For this: "model, optimizer, train_dataloader, val_dataloader, scheduler = accelerator.prepare(model, optimizer, train_dataloader, val_dataloader, scheduler)" when using FSDP, prepare the model first, then everything else. Saves memory with how the optimizer is processed or something

when using FSDP, prepare model first

model = accelerator.prepare(model)

then prepare everything else

optimizer, train_dataloader, val_dataloader, scheduler = accelerator.prepare(optimizer, train_dataloader, val_dataloader, scheduler)

Best of luck!

Thank you very much, I will try that! I actually had indentation etc. for (after) fsdp_config:, plus there are a few other things you did differently, as you mentioned; I'll see if it works this time!

PS: I also just committed Convert-for-HuggingFace-Spaces-etc - if you want to have a go at your original issue again.

Thanks for Convert-for-HuggingFace-Spaces-etc. When I finish these two projects, I'll go back and try again.

As I said before, my friend pointed me at this to see how multi-gpu was used to create huge batch sizes when training CLIP: https://github.com/mlfoundations/open_clip/blob/main/src/open_clip/loss.py

Initially, I was thinking I could emulate multi-gpu by storing the data each batch, and collecting it together to calculate loss.But then I found this pull request which does exactly that (assuming I understand it correctly): https://github.com/mlfoundations/open_clip/pull/267

I think it may be a better alternative to FSDP, since it allows for an effective infinite batch size, assuming everything fits in memory. Accelerate distributed state could then be used instead for multi-gpu, which is much simpler.

I copied some of the pull request's code changes, and after some very very very long discussions with ChatGPT, I think I got it working. I tested it with --accum-freq of 2 and bsz 40, for a few epochs, and things look correct.

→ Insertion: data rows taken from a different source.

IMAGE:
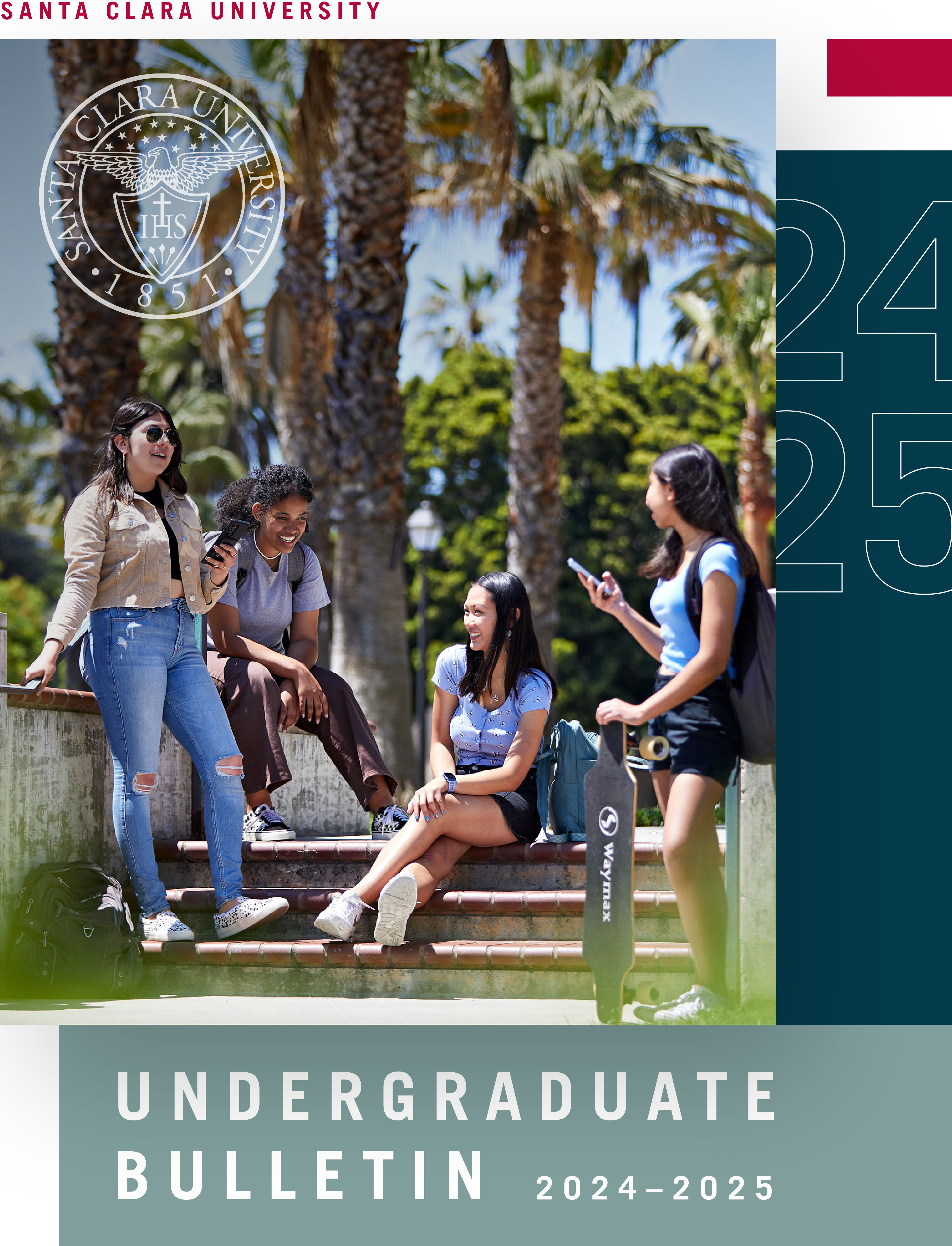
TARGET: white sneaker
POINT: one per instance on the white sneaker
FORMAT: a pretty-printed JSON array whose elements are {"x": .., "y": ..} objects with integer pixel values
[
  {"x": 686, "y": 1007},
  {"x": 385, "y": 823},
  {"x": 165, "y": 927},
  {"x": 250, "y": 914},
  {"x": 266, "y": 824},
  {"x": 342, "y": 915},
  {"x": 397, "y": 901}
]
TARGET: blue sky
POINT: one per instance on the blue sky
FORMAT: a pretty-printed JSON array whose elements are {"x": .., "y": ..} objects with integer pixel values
[{"x": 728, "y": 85}]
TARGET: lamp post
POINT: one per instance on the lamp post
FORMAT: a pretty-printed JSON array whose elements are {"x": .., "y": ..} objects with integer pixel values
[{"x": 425, "y": 529}]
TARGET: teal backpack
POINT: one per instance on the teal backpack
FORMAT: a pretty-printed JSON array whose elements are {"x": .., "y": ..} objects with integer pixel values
[{"x": 560, "y": 782}]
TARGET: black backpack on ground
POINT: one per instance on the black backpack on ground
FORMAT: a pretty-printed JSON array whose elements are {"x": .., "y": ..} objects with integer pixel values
[
  {"x": 753, "y": 689},
  {"x": 73, "y": 931},
  {"x": 246, "y": 554}
]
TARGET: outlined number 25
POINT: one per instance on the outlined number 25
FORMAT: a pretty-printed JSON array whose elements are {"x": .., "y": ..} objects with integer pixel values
[{"x": 823, "y": 463}]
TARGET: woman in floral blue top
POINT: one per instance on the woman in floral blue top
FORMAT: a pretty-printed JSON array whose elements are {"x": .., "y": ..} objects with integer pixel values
[{"x": 490, "y": 710}]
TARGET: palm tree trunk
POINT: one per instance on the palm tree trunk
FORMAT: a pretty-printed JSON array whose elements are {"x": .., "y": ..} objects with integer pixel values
[
  {"x": 301, "y": 342},
  {"x": 371, "y": 649},
  {"x": 98, "y": 361},
  {"x": 535, "y": 436},
  {"x": 754, "y": 476}
]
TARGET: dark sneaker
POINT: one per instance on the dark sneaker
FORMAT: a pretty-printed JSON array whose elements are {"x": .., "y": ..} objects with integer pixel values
[
  {"x": 266, "y": 824},
  {"x": 388, "y": 822}
]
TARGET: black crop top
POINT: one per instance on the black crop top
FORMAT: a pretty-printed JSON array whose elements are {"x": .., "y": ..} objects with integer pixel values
[{"x": 155, "y": 498}]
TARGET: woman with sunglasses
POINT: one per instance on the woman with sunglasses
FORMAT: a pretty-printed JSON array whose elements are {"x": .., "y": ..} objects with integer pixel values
[{"x": 134, "y": 555}]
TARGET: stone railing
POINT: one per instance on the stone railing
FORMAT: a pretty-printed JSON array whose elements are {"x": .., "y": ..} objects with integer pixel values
[
  {"x": 57, "y": 804},
  {"x": 57, "y": 788}
]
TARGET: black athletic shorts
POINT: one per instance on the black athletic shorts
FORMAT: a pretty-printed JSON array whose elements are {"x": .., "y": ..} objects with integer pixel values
[
  {"x": 519, "y": 808},
  {"x": 703, "y": 733}
]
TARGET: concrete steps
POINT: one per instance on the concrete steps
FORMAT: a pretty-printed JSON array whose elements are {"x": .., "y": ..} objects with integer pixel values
[
  {"x": 506, "y": 922},
  {"x": 526, "y": 969},
  {"x": 449, "y": 915}
]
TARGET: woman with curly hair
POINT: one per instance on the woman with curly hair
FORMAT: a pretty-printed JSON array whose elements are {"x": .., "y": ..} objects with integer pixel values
[{"x": 263, "y": 655}]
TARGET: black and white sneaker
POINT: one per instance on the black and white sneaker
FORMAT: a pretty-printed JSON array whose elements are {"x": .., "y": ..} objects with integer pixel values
[
  {"x": 266, "y": 824},
  {"x": 388, "y": 822},
  {"x": 250, "y": 914}
]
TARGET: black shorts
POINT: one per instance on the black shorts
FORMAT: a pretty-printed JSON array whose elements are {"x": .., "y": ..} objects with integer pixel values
[
  {"x": 519, "y": 808},
  {"x": 703, "y": 733}
]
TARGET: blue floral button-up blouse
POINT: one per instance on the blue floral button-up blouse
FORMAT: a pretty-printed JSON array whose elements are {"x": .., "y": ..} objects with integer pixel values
[{"x": 484, "y": 737}]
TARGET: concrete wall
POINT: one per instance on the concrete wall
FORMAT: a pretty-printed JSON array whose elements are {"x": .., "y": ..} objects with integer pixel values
[{"x": 57, "y": 793}]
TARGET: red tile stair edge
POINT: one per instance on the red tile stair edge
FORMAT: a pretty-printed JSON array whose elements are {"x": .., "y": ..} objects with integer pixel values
[
  {"x": 495, "y": 904},
  {"x": 523, "y": 955},
  {"x": 321, "y": 852}
]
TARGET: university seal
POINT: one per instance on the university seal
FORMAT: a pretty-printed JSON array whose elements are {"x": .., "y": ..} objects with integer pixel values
[{"x": 163, "y": 196}]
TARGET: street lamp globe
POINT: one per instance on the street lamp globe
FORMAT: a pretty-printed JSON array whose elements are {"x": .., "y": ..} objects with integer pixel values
[{"x": 425, "y": 529}]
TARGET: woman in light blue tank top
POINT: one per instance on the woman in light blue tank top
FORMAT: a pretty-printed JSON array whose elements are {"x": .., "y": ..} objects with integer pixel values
[{"x": 691, "y": 706}]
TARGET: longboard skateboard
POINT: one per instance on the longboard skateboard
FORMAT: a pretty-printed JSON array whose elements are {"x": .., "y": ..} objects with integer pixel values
[{"x": 609, "y": 925}]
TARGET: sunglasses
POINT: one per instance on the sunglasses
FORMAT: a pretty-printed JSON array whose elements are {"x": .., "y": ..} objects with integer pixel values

I'm using the huggingface version of CLIP, but the core of the code is below:

` accum_image_features = [] accum_text_features = [] accum_data = [] accum_logit_scales = []

    progress_bar = tqdm(enumerate(train_dataloader), total=len(train_dataloader), desc=f'Epoch {epoch + 1}/{EPOCHS}', leave=True)
    for batch_idx, (images, texts) in progress_bar:
        images = [Image.open(image).convert("RGB") for image in images]
        inputs = processor(
            images=images,
            text=texts,
            return_tensors="pt",
            padding=True,
            truncation=True
        ).to(device)

        with torch.no_grad():
            with autocast():  # Apply autocast even during accumulation without gradients

                outputs = model(**inputs)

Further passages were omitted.